Je caricature à peine. C’est, en gros, ce que le ministre a déclaré à mon collègue Hugo De Grandpré, dans une entrevue qui a semé la consternation, autant par son ton que par son contenu.
D’abord le ton: M. Fantino a profité de sa toute première visite chez l’un des principaux bénéficiaires de l’aide humanitaire canadienne pour lui faire porter la responsabilité de ses problèmes. C’est, pour le moins, inélégant.
C’est aussi injuste: après tout, les quelque 250 millions de dollars d’aide que le Canada verse chaque année à Haïti sont canalisés soit vers les organisations internationales, soit vers des ONG canadiennes, souvent arrimées à des partenaires locaux. Le gouvernement haïtien, lui, ne reçoit presque rien. Si l’argent des contribuables canadiens est mal utilisé,  une partie du blâme doit forcément retomber sur le Canada.
L’analyse du ministre Fantino est aussi incroyablement simpliste. «S’il y avait des solutions faciles pour régler les problèmes d’Haïti, il y a longtemps qu’on les aurait trouvées», dit François Audet, directeur de l’Observatoire canadien sur les crises et l’aide humanitaire. Les Haïtiens forment une société complexe, qui porte les stigmates d’une histoire impitoyable et d’une série de catastrophes dévastatrices. Un tel pays ne se reconstruit pas en une session parlementaire, souligne François Audet.

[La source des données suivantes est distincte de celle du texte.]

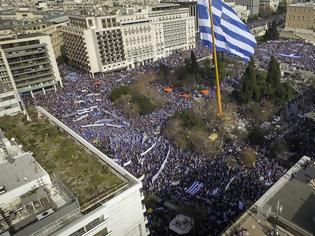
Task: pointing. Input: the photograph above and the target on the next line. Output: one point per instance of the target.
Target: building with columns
(128, 39)
(300, 21)
(31, 62)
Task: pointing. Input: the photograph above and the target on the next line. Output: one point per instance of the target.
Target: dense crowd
(139, 145)
(296, 53)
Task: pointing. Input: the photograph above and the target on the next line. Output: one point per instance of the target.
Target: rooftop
(289, 204)
(19, 171)
(81, 171)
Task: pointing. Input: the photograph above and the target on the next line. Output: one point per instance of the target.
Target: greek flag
(231, 34)
(194, 188)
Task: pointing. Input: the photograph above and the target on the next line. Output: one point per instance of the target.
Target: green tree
(282, 7)
(256, 136)
(221, 66)
(194, 63)
(208, 72)
(249, 87)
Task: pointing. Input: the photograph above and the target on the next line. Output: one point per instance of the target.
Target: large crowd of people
(296, 53)
(139, 145)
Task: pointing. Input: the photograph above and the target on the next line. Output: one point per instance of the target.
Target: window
(94, 223)
(103, 23)
(7, 98)
(79, 232)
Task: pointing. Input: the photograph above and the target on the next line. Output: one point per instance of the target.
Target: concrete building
(22, 23)
(191, 5)
(287, 208)
(9, 98)
(252, 5)
(126, 40)
(32, 63)
(36, 203)
(272, 4)
(240, 10)
(300, 20)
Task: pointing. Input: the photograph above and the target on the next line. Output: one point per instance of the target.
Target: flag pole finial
(215, 62)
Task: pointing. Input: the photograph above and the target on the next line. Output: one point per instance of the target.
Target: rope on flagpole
(215, 62)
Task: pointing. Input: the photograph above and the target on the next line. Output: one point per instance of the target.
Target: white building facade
(9, 98)
(108, 43)
(31, 62)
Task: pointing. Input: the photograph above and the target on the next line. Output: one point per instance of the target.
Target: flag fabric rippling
(231, 34)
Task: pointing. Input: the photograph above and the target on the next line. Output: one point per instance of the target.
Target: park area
(85, 176)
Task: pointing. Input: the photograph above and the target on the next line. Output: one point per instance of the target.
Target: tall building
(300, 20)
(32, 63)
(25, 22)
(9, 98)
(252, 5)
(78, 191)
(242, 12)
(287, 208)
(272, 4)
(129, 39)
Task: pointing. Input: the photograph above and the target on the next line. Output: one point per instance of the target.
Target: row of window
(2, 99)
(299, 17)
(9, 107)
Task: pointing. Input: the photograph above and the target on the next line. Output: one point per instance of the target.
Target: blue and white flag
(229, 183)
(194, 188)
(231, 34)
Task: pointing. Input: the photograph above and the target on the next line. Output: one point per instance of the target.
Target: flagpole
(215, 63)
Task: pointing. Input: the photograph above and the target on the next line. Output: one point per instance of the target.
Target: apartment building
(300, 16)
(272, 4)
(42, 196)
(240, 10)
(300, 21)
(252, 5)
(28, 23)
(32, 63)
(9, 98)
(128, 39)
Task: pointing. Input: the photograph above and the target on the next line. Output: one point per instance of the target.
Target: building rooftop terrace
(82, 172)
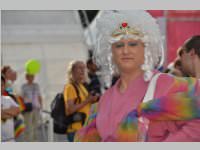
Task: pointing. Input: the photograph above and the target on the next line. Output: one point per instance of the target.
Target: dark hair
(177, 62)
(89, 61)
(3, 79)
(193, 43)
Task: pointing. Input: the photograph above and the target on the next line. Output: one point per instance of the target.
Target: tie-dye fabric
(182, 102)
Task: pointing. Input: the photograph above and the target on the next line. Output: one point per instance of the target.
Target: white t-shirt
(7, 127)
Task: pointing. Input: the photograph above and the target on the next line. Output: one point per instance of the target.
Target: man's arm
(10, 112)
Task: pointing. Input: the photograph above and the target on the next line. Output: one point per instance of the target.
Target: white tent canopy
(52, 37)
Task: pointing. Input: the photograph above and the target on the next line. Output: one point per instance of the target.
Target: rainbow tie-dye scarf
(182, 102)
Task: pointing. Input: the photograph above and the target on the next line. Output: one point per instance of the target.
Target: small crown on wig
(125, 29)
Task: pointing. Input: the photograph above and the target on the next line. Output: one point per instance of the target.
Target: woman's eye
(119, 45)
(132, 43)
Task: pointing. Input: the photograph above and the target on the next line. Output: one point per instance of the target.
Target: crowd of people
(27, 104)
(142, 103)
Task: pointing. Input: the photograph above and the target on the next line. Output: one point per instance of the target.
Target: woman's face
(78, 72)
(128, 54)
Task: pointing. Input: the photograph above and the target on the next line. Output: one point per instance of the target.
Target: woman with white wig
(143, 105)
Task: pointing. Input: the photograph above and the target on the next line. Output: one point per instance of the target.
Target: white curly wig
(108, 21)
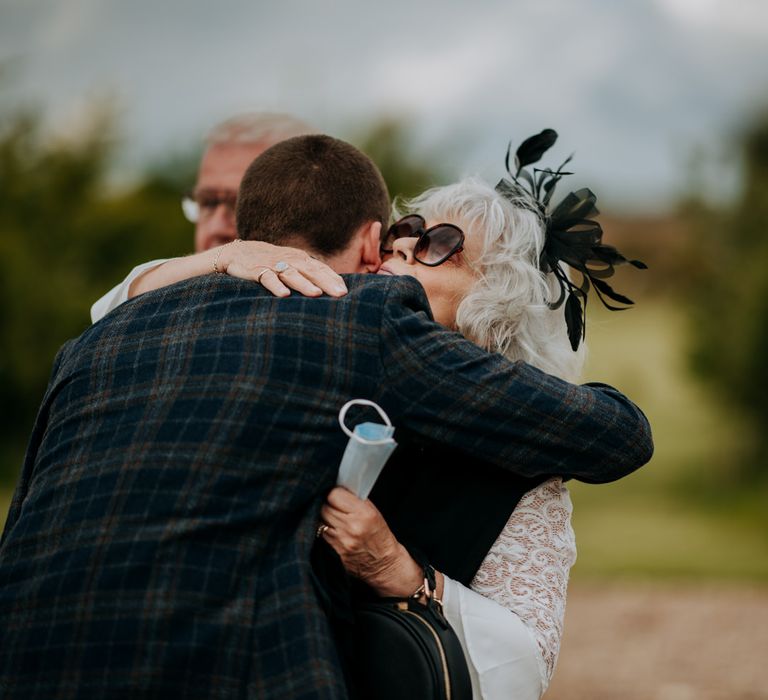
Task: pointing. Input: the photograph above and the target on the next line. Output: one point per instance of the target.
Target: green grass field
(679, 517)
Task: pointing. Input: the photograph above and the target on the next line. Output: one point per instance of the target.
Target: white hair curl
(506, 309)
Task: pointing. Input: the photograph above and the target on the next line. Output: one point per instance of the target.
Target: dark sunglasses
(435, 245)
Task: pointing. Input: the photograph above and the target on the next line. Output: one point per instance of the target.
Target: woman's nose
(403, 248)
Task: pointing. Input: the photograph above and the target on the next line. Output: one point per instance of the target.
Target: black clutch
(405, 649)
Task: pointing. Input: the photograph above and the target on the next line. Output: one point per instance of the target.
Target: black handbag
(405, 649)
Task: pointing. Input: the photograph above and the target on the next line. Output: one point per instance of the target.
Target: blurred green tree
(65, 238)
(730, 300)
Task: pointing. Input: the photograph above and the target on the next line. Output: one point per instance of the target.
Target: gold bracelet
(218, 253)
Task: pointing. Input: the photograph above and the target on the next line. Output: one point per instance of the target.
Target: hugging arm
(244, 259)
(448, 390)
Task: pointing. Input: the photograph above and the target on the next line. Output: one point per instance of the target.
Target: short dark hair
(314, 188)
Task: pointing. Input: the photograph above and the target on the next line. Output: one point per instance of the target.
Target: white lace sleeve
(527, 568)
(119, 294)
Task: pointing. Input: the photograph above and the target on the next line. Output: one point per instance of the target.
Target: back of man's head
(312, 189)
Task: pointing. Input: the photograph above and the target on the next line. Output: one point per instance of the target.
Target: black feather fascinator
(572, 236)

Imaginons, d’ailleurs, que des centaines de milliers d’Haïtiens sont déployés dans les rues de la capitale pour les nettoyer. Où donc jetteront-ils les déchets? La ville compte bien quelques dépotoirs improvisés que fouillent des cochons à la recherche de restes de nourriture – mais ce n’est sûrement pas à ce genre de traitement que pensait notre ministre. Alors, où?
***
Mais l’aide à Haïti est-elle vraiment si inefficace? C’est vrai que le pays ne s’est pas encore relevé du terrible séisme qui l’a secoué il y a trois ans. Mais, en même temps, les choses bougent. Lentement, mais elles bougent.
Quand je l’ai rencontré, l’an dernier, le rédacteur en chef du Nouvelliste, Frantz Duval, venait de réintégrer les locaux du journal, qui avaient été détruits par le séisme. Deux ans après le tremblement de terre, il ne voyait pas encore beaucoup de signes positifs à l’horizon.
Quand je lui ai parlé, hier, Frantz Duval s’est montré beaucoup plus optimiste: «Aujourd’hui, il y a beaucoup de chantiers, on reconstruit des ministères et des écoles; la première pierre du futur parlement a été posée.»
Selon lui, depuis un an, Haïti a accompli des progrès «significatifs». Il y a même moins de ces déchets qui choquent tant quand on débarque pour la première fois à Port-au-Prince. Une entreprise locale ramasse les innombrables bouteilles de plastique que les gens jettent dans la rue pour les envoyer au recyclage. N’en déplaise au ministre Fantino, c’est un bel exemple de prise en main…
Haïti revient de loin. Et le chemin à parcourir pour qu’il ressemble à sa coquette voisine est immense. Mais en ce moment, le pays avance dans la bonne direction. Est-ce le meilleur moment pour le punir? Il y a des tas de raisons pour repenser la manière dont nous aidons Haïti. Mais pour ça, il faut s’appuyer sur des analyses sérieuses, pas sur la mauvaise impression laissée par la première visite d’un ministre néophyte.
En passant, c’est justement pour se «prendre en main», selon le désir du ministre Fantino, qu’Haïti tente de faire revenir les touristes sur ses magnifiques plages. Air Transat doit bientôt lancer ses premiers forfaits vacances haïtiens. Au lieu d’encourager cette initiative, Ottawa a choisi ce moment précis pour appeler à la prudence les voyageurs qui songent à aller à Haïti. Au lieu d’aider, on met des bâtons dans les roues. Pour la cohérence, il faudra repasser.